How New Look increased conversions by 19% with user-generated content

New Look’s test and target team were looking to experiment to increase the CRO strategy with User Generated Content (UGC). They knew UGC got high engagement on other areas of the site, so they wanted to see what would happen when it was placed on product pages.

During the test, they exposed users to UGC on both the PLP and the PDP, replacing the first image in the carousel in both instances.

The results

They saw a marked improvement in page performance. The number of users reaching a PDP increased by 23%, indicating the new images were driving users to click. And overall product conversion increased by 19% — proving the images were helping users to purchase, too.

Topline incremental uplift on revenue was +5.5% over a week. Faith estimated the potential revenue uplift when using UGC imagery on more products throughout the site was 98%.

“Contentsquare helped us look at the results in a much more visual way and also understand the customer journey as a whole.” says Faith Dallas, Test and Target Specialist at New Look. 

How the CRO relies on strategic data

The digital experience you offer on your website should be a source of competitive advantage. A strategic approach to CRO strategy helps ensure you offer the digital experience your customers want by helping you focus on their needs and frustrations. 

But you need to be able to see the user behaviors and the barriers that are negatively impacting your customers once they’re on your site. For this, you need access to the right data.

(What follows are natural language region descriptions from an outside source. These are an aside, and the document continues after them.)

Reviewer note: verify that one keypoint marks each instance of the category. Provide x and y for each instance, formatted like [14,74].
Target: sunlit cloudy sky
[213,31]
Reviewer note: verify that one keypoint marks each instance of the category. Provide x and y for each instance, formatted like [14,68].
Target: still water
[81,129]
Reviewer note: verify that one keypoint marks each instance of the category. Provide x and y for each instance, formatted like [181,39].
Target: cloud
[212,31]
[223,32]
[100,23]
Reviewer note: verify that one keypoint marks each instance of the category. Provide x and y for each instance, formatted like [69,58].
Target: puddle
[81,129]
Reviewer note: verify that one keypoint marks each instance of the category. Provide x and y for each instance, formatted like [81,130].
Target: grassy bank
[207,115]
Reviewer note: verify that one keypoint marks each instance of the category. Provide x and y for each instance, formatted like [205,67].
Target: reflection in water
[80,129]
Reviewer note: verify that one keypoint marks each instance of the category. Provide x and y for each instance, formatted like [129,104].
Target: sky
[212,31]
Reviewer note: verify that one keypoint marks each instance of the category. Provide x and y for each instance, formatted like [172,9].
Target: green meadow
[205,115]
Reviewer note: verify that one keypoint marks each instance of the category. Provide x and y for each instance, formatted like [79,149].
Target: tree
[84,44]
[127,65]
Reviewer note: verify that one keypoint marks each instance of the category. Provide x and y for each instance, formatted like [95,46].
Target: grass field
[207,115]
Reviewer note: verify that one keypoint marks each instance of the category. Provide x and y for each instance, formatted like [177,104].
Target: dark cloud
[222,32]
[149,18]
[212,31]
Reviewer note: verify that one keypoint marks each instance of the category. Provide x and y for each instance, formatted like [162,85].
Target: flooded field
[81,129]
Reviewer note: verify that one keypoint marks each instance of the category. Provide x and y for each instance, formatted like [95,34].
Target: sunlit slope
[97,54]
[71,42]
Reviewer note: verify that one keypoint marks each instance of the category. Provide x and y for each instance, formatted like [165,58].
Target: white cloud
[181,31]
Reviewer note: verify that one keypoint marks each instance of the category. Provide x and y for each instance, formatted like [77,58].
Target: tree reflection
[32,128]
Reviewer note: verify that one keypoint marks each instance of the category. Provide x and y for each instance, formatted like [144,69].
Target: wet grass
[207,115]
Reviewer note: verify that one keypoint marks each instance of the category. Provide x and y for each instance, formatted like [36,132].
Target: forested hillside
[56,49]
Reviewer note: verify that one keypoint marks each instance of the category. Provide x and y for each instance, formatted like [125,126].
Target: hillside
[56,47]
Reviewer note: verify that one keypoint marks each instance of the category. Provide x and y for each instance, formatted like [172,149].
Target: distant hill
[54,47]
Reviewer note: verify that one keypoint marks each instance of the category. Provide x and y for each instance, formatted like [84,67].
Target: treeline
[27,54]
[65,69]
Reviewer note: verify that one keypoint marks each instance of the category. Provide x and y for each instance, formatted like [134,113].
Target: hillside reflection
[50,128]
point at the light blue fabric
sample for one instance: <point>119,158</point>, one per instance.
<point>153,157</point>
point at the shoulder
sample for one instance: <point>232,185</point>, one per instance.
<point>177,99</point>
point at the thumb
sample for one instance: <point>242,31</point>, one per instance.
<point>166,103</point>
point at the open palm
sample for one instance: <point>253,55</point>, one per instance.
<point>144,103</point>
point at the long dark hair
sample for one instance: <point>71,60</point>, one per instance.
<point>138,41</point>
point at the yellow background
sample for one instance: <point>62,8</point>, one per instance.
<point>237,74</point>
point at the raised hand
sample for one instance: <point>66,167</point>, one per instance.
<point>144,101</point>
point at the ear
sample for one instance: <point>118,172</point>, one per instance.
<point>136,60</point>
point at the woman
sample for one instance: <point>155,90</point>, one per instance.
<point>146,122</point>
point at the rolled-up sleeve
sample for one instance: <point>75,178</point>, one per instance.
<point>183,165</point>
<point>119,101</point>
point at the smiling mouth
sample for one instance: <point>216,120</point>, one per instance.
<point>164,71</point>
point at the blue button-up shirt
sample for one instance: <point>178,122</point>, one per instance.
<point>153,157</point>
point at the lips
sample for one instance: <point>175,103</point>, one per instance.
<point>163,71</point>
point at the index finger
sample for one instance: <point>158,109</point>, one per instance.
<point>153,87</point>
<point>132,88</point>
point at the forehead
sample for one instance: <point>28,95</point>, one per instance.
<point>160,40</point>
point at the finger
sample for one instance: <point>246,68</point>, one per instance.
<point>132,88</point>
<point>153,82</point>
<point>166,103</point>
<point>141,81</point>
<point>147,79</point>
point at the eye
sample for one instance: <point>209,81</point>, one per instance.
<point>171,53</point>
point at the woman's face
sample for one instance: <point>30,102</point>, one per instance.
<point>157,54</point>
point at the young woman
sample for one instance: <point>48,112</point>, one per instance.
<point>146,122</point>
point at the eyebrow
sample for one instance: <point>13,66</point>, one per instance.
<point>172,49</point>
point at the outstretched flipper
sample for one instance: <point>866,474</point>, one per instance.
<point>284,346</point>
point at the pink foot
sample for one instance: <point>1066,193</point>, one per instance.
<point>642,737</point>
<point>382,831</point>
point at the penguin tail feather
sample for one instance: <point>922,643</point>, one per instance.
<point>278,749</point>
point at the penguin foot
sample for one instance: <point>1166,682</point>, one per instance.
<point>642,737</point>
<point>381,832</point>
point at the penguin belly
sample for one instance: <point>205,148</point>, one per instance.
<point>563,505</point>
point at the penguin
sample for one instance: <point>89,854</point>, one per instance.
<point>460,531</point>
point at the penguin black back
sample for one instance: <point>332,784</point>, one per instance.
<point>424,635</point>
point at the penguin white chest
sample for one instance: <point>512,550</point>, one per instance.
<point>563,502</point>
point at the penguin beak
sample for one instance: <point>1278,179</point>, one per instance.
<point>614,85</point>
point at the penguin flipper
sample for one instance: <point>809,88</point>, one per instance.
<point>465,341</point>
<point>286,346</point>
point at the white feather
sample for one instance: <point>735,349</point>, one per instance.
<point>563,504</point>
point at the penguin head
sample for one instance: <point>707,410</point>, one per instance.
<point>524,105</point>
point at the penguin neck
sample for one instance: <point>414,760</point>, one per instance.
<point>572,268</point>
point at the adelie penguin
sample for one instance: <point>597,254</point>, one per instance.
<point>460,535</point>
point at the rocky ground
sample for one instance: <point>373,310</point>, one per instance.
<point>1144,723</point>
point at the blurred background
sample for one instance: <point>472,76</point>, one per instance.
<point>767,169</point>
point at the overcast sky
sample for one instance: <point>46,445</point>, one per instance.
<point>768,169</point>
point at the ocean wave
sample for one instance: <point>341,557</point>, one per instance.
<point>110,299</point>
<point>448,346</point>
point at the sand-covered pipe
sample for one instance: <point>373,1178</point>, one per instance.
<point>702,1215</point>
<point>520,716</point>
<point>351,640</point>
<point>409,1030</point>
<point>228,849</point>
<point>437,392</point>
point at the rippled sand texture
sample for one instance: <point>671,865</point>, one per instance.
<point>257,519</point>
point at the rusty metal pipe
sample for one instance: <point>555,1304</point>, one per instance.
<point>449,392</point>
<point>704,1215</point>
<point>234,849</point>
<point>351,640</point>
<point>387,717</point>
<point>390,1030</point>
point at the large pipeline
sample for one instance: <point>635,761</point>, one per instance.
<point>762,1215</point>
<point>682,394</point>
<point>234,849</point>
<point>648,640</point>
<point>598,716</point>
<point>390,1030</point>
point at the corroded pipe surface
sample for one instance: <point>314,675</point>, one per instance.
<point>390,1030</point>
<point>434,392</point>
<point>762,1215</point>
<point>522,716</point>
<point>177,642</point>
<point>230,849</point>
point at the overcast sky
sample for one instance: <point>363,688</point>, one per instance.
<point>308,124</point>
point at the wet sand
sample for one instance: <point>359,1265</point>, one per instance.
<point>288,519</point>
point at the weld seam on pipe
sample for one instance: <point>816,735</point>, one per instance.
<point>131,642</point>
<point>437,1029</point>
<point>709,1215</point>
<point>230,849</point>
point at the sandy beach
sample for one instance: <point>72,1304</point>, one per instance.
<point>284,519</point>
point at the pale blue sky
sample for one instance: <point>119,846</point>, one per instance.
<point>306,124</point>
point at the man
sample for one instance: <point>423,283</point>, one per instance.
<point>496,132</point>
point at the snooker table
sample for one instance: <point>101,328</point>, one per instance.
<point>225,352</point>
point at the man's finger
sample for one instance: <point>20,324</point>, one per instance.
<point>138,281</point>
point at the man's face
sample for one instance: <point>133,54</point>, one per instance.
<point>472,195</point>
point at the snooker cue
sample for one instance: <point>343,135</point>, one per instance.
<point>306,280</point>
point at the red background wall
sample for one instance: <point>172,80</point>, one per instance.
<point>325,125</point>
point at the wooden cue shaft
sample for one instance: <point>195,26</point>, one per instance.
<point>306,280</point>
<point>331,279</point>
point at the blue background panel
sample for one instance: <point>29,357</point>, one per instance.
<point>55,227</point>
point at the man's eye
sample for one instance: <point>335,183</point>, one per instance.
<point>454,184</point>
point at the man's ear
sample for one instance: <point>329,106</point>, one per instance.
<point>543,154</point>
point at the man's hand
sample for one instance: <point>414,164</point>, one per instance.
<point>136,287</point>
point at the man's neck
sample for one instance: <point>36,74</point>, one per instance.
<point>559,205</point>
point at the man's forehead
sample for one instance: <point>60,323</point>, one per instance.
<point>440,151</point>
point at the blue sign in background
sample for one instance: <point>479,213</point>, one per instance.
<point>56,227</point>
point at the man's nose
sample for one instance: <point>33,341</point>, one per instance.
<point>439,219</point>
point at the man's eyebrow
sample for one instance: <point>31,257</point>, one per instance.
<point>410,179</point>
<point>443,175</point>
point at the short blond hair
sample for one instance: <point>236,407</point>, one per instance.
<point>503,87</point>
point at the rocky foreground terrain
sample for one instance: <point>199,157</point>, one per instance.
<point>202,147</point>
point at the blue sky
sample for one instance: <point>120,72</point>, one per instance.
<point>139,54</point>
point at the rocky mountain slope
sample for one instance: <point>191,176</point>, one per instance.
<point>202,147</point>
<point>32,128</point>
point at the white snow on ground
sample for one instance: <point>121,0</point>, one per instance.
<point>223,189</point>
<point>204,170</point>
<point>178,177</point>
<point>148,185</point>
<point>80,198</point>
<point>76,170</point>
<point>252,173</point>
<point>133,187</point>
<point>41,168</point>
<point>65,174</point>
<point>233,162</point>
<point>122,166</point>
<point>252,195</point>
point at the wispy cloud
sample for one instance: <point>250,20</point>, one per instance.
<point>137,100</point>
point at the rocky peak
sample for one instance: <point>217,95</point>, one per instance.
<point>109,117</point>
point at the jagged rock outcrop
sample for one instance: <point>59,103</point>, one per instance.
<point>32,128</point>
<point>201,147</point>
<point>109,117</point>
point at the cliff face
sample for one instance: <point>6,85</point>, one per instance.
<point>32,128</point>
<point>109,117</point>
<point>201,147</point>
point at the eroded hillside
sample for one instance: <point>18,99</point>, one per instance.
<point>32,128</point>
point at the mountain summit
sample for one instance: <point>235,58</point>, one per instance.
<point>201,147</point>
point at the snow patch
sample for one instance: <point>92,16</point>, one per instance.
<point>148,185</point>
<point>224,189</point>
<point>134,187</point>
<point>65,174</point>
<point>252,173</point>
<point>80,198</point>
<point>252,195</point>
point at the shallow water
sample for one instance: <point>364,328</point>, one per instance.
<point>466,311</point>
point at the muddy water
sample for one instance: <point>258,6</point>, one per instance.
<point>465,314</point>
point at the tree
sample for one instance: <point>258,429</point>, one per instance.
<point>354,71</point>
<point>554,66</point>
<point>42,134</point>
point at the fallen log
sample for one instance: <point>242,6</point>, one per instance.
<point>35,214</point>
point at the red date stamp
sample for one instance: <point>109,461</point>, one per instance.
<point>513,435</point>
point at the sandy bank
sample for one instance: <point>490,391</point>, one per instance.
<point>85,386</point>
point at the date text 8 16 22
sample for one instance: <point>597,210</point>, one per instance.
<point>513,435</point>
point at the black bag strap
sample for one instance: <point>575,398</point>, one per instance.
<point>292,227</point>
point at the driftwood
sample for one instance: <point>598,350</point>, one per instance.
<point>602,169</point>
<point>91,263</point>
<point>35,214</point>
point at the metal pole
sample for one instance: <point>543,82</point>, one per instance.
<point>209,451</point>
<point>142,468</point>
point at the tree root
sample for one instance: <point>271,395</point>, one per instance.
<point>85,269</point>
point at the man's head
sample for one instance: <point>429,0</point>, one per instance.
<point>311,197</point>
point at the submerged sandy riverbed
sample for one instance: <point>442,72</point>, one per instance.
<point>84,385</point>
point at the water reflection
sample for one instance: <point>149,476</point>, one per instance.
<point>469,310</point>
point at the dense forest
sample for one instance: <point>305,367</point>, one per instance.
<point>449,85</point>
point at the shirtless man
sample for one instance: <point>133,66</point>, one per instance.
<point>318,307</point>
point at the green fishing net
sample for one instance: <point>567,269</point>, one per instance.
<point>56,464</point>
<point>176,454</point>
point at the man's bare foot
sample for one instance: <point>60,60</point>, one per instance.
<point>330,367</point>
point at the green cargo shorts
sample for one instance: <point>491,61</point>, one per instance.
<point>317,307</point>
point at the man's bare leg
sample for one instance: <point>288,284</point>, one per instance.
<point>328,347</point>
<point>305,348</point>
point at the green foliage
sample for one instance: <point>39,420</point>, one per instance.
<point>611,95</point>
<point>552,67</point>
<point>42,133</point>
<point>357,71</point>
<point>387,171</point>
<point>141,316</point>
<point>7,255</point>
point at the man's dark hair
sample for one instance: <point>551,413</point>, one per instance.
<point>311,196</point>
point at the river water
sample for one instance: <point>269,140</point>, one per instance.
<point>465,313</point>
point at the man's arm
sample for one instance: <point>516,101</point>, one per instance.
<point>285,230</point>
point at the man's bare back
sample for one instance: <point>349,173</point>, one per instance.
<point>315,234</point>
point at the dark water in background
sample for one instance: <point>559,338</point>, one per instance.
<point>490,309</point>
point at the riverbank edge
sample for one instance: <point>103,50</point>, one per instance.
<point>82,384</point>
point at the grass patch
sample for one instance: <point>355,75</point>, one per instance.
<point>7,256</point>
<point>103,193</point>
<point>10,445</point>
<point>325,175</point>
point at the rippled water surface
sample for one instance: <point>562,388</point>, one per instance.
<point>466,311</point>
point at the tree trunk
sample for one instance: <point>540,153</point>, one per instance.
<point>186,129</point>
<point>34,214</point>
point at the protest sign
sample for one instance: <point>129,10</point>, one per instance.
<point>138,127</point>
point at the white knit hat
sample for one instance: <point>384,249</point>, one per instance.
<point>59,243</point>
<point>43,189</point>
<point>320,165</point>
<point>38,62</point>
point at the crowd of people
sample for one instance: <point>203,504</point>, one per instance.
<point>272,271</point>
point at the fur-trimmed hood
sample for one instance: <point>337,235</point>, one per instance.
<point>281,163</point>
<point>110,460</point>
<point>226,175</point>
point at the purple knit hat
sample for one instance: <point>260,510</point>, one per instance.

With advanced digital intelligence tools, you can see:

  • How users behave on your site
  • Where they get stuck, and why they leave
  • Which pages and CTAs are working best
  • Which content gets the most views and clicks, and which is underperforming
  • Which forms users are abandoning – and even why they’re abandoning
  • The effectiveness of the digital experience you offer for mobile devices
  • Customers’ direct feedback on your digital experience

Armed with these insights, you can then:

  • Score and quantify insights on consumer digital behavior that feed into your long-term CRO strategy goals so that you can prioritize opportunities for optimization.
  • Record and playback user sessions to reveal exactly how users are moving between content and between pages, highlighting key friction points on the customer journey.
  • Quantify voice of customer feedback to gain a deeper understanding of where customers experience frustration on your site.

This level of deep insight fuels a CRO strategy approach. You can define your CRO strategy goals, set out your roadmap, and prioritize which hypotheses to test. 

You can measure your progress effectively and prove the impact you’re having on your organization’s bottom line. 

More importantly, you are able to understand your customers and adapt your digital experience to their expectations. You can adapt web pages to match your visitors’ drivers so they know where to find what they need when they land on your site. You can amplify the hooks that get your visitors to move through the customer journey by using elements they find persuasive. And you can minimize the frictions and barriers to action in your funnel. 

This in turn helps you influence the C-suite, increase your budget, and drive the digital and CRO strategy of your company.